Após ter apelado aos apoiantes que invadissem o Capitólio, o ex-presidente dos EUA recuou.


Num vídeo previamente gravado e publicado, esta quarta-feira, no Twitter, Donald Trump apelou aos seus apoiantes, que estão a participar na Invasão ao Capitólio, que interrompam a escalada de violência. "Vão para casa. Eu amo-vos. São muito especiais. Eu conheço a vossa dor, sei que estão feridos. Tivemos uma eleição que nos foi roubada. Uma eleição esmagadora, e todos sabem disso, especialmente, do outro lado", avançou o ex-presidente dos EUA. "Mas têm de ir para casa agora. Precisamos de ter paz, lei e ordem. Temos que respeitar o nosso grande pessoal da lei e da ordem ”, postou Trump no Twitter.

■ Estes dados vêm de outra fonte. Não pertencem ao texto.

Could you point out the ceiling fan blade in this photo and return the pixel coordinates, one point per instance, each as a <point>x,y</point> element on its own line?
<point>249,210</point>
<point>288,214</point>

“Não queremos que ninguém se magoe. É um período muito difícil. Nunca houve um tempo como este, em que tal coisa acontecesse, onde eles [democratas] pudessem tirar isso de todos nós. De mim, de si, de nosso país. Esta foi uma eleição fraudulenta, mas não podemos jogar a favor dessas pessoas. Precisamos de ter paz. Então, vão para casa. Nós vemos aquilo que acontece, vocês também veem a forma como os outros são tratados e eles [democratas] são tão maus e tão maus. Eu sei como vocês se sentem", declarou o antigo dirigente após Joe Biden, recém-eleito para o cargo de maior poder do país, ter exigido que Trump convocasse o seu Executivo para acabar com aquilo que denominou de um "ataque sem precedentes" à democracia quando uma multidão furiosa invadiu o Capitólio, contribuindo para o atraso da certificação formal dos votos referentes às eleições de novembro de 2020.

“Peço ao presidente Trump que vá à televisão nacional agora para cumprir o seu juramento e defender a Constituição e exigir o fim deste cerco”, disse Biden em breves comentários, numa tentativa de conter a anarquia incentivada por Trump que havia alimentado a revolta dos militantes republicanos com uma retórica distorcida poucas horas antes. Consequentemente, o presidente eleito denunciou a recusa de Trump em aceitar graciosamente a derrota e sugeriu que o mesmo era o culpado pelo clima de violência vivido no edifício que representa o poder legislativo da nação. “Na melhor das hipóteses, as palavras de um presidente podem inspirar. Na pior das hipóteses, podem incitar”, avançou Biden, concluindo que "isto não é dissidência. É desordem. É plano. Deve acabar agora", afirmou, acrescentando: "Peço a esta multidão que recue e permita que o trabalho da democracia avance".